Joined HKBU as an Assistant Professor of Department of Computer Science in late 2019, young machine learning researcher Dr. Bo Han has been bringing his expertise in trustworthy machine learning to the faculty and conducting a series of impactful research projects under the support of RGC Early CAREER Scheme, NSFC Young Scientists Fund, and University and Departmental Start-up Fund.
Holding a visiting position at RIKEN Center for Advanced Intelligence Project (RIKEN AIP), a top-tier machine learning centre in Asia, Dr. Han says it was Professor Andrew Ng – one of the most influential experts in the field of machine learning – opened his eyes to machine learning.
“It was around 2012, I took an open source course delivered by Professor Andrew Ng from Stanford University, and learned about machine learning from the course. I was very excited after the course, and I wanted to be a researcher and build my career on machine learning,” he recalls his time being a master’s student at Ocean University of China. “At that time, A.I. was not that hot yet. Now, everybody talks about A.I.”
Delved into machine learning in crowdsourcing research when he was a PhD student at University of Technology Sydney, Dr. Han says, like many young researchers, he struggled through some gloomy time when he first started in the research field. “After two, three years [of research], I had some minor results. But I was rejected by all the top-tier ML/AI conferences continuously. It was a very hardship time for me. It’s like I couldn’t see a light in the dark. In my third year as a PhD student, I only had one tier-two conference paper published. I was really suffering,” he looks back on the early days of his researcher career.
A shed of light came through when he was offered an internship with RIKEN AIP in 2018. “My mentor in RIKEN AIP, Masashi Sugiyama, who is very famous in machine learning, said to me, ‘your previous background in crowdsourcing is very similar to label noise problem’,” he says. He then shifted his focus to weakly supervised learning and developed some algorithms to handle label noise issues during his internship, working with Masashi Sugiyama, Gang Niu and Mingyuan Zhou. He also published two fundamental papers, Co-teaching: Robust Training of Deep Neural Networks with Extremely Noisy Labels and Masking: A New Perspective of Noisy Supervision, which got over 550 and 110 Google citations in three years respectively.

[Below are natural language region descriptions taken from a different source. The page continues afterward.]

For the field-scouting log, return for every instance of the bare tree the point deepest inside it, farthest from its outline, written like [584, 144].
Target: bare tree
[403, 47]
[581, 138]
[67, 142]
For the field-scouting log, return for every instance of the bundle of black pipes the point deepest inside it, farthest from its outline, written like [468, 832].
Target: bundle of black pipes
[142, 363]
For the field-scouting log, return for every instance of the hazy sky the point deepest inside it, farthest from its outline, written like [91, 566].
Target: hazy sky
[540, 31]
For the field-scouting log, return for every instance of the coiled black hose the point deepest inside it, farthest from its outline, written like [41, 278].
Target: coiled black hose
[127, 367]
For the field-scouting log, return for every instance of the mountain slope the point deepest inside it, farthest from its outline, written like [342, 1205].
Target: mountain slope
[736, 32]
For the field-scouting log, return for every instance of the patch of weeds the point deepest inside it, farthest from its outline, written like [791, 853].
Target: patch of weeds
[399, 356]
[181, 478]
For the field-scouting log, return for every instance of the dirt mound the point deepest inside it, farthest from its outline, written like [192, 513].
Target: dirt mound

In 2019, he got the opportunity to be a postdoctoral researcher at RIKEN AIP, working with Masashi Sugiyama, he thought it was time to move on to something else and started his exploration of adversarial learning. “I hope to do something else to push my knowledge boundary,” says Dr. Han, who received the RIKEN BAIHO Award (2019), RGC Early Career Scheme (2020) and NSFC Young Scientists Fund (2020). “In fact, my research transition comes very naturally in these several years. I just use my domain knowledge to catch up with the trend and I’m still evolving.”
As a promising researcher, Dr. Han aspires to create greater impact to the industry and society with his machine learning research efforts and results. One of his ways to achieve that is sharing his weakly supervised learning algorithms online. “I open source a lot of codes online and my papers are getting citations, which means that I’ve already made an impact to the academic society,” he says. “I hope to continuously open source my research codes, so all the young and junior students can learn that research can be reproducible. That’s very important. The reason why computer science and machine learning can be developed so quickly is because most of the researchers open source their codes and contribute to the computer science society.”
Dr. Han also collaborates with companies such as Alibaba and Tencent to work on his federated learning and graph learning projects. For example, Device-Cloud Collaborative Learning for Recommendation, one of his works collaborating with Alibaba Research, was published in top-tier data science conference KDD2021 recently. “Federated learning is growingly important nowadays. Its high level concept is that you don’t need to distribute the data to a centralized server, instead the data is kept on your mobile phone and that would preserve user’s privacy,” he says.
In the near future, Dr. Han would like to focus more on causal representation learning well as trustworthy machine learning. “As a young researcher, I can’t just stay in my comfort zone. I can’t stay in the label-noise and adversarial area for my whole life. I need to delve into more new areas, such as causal representation learning” he says.
Now juggling his research and teaching with his family life, the dedicated researcher says he hopes he could have 48 hours a day. Meanwhile, he is grateful for all the helps and guidance from the faculty members and supporting staff in the Department of Computer Science at HKBU. “I truly appreciate the research atmosphere here, and HKBU Department of Computer Science is like a warm family” says Dr. Han. “I hope more young researchers can join us and work with us together. All the senior professors here are very nice to help your research, teaching and guiding you to build up your career.”